What is this? This repository is a QBT manifest repository. QBT is an open-source dependency management and repostiory stiching tool. Think of QBT as being similar to the android development tool "repo", or git with submodules, but with many additional features and benefits.

What is this repository?

This repository, "meta", is the repository where the metadata for qbt development is stored. You can think of this as the parent or root repo in the constellation of repos (including many satelite repos) that are used to build QBT. This is the repository where github issues, pull requests, and everything else relating to QBT development happens. Because of how QBT works, most of the actual code lives elsewhere, but all workflows start here.

Where is the code?

QBT works by having an external metadata file in a separate metadata repository (usually called "meta") which refers to specific commits by sha1 in each code repository ("satelites"). If you want to inspect the code, or build it, you need to find the metadata repository (which if you are reading this, you have already done) and clone it, then run QBT. Usually, but not always, sattelite repositories are located next to the metadata repository on the server.
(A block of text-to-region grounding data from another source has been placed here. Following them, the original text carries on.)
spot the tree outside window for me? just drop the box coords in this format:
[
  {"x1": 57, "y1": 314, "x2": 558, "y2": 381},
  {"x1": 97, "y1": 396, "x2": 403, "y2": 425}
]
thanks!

To enable easier code-browsing, some qbt developers also push satelite branches to github, but you should think of these repos as read-only. One example is the qbt repo here. Notice that because this is just a satelite repo, it has no README and the value of HEAD is not authoritative. To interact with this code in any way, you should use qbt and the meta repo.

Why do it this way?

For reproducibility, the version specified in the metadata must be authoritative, but branches can be changed on the server and cannot themselves be versioned, so instead QBT uses a concept called "pins". The code in the satelite is pushed ("pinned") to refs/qbt-pins/X where X is the sha1 of the commit. Because the branch itself is content-addressed, it can always be found (and should never be deleted, just like git objects). Because pins function like entries in a content-addressible database, they can be pushed in any order and at any time, as long as it preceeds the update to the meta repo which references them, which is atomic.
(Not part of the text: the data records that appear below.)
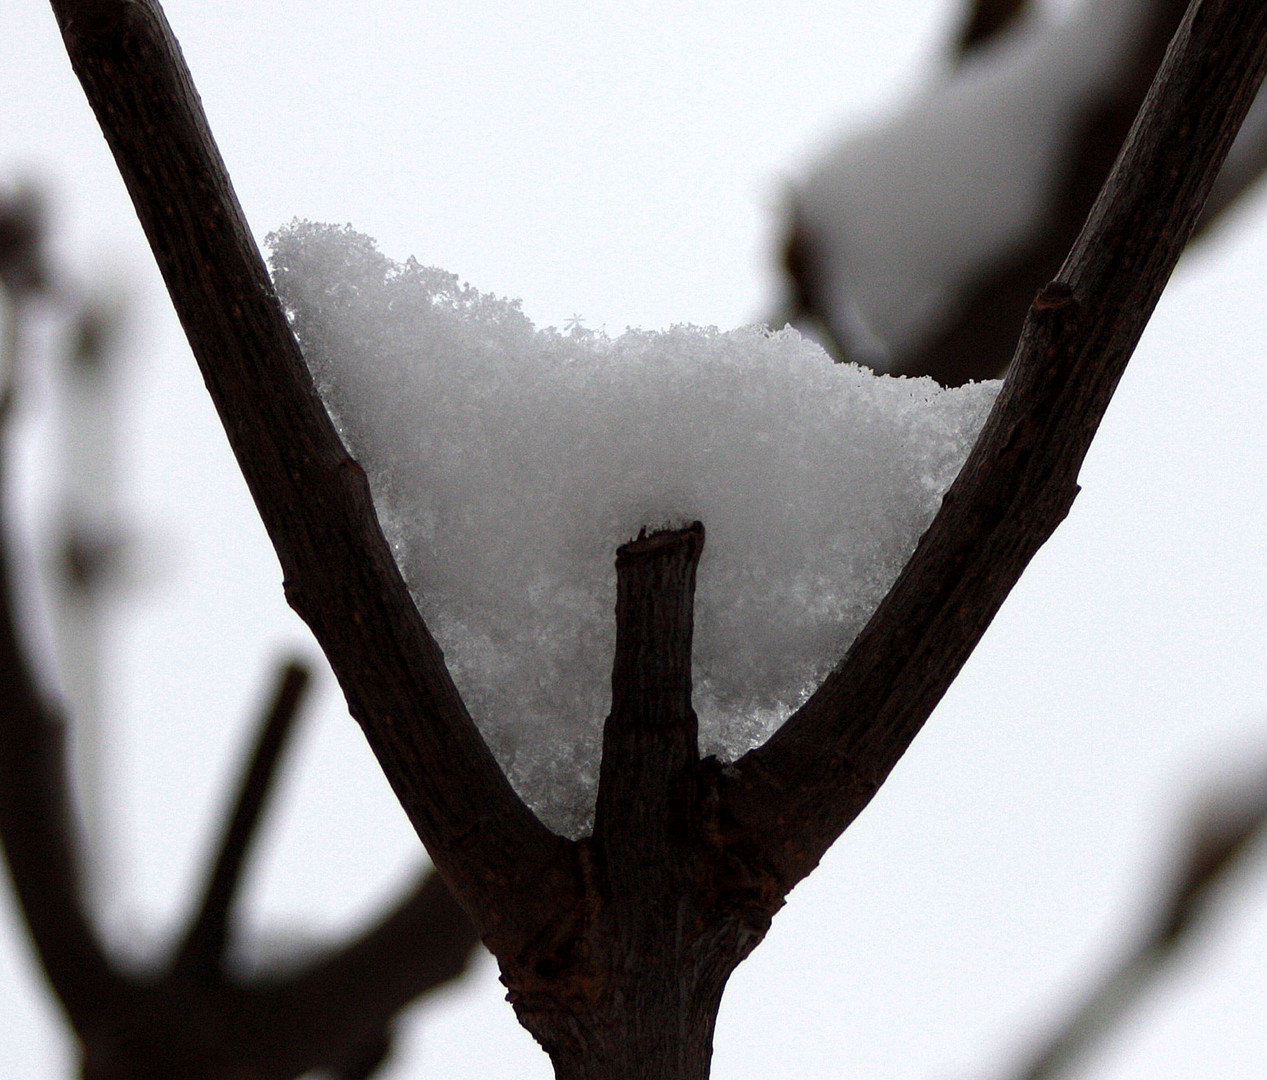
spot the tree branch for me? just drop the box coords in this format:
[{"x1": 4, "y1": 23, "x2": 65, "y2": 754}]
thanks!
[
  {"x1": 174, "y1": 658, "x2": 311, "y2": 972},
  {"x1": 733, "y1": 0, "x2": 1267, "y2": 890},
  {"x1": 49, "y1": 0, "x2": 574, "y2": 940},
  {"x1": 50, "y1": 0, "x2": 1267, "y2": 1075},
  {"x1": 0, "y1": 481, "x2": 125, "y2": 1032}
]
If you need to manually inspect the code, you can see the branches in the sattelite repositories using ls-remote:

git ls-remote <clone URL>

By examining the manifest file, you could manaully do what QBT does and stitch together a collection of clones with the appropriate sha1 checked out. It's all very transparent. Perhaps some day someone will write a bootstrapping script to do exactly this so people can build QBT without QBT.

The best way to view the code is to use QBT. For details, see The Qbt Website.

Under what license is QBT made available?

QBT is released under The Unlicense. The license file is here.

Some code built by QBT, or upon which QBT depends, may be released under other licenses, so check the satelite repositories and packages themselves for license information.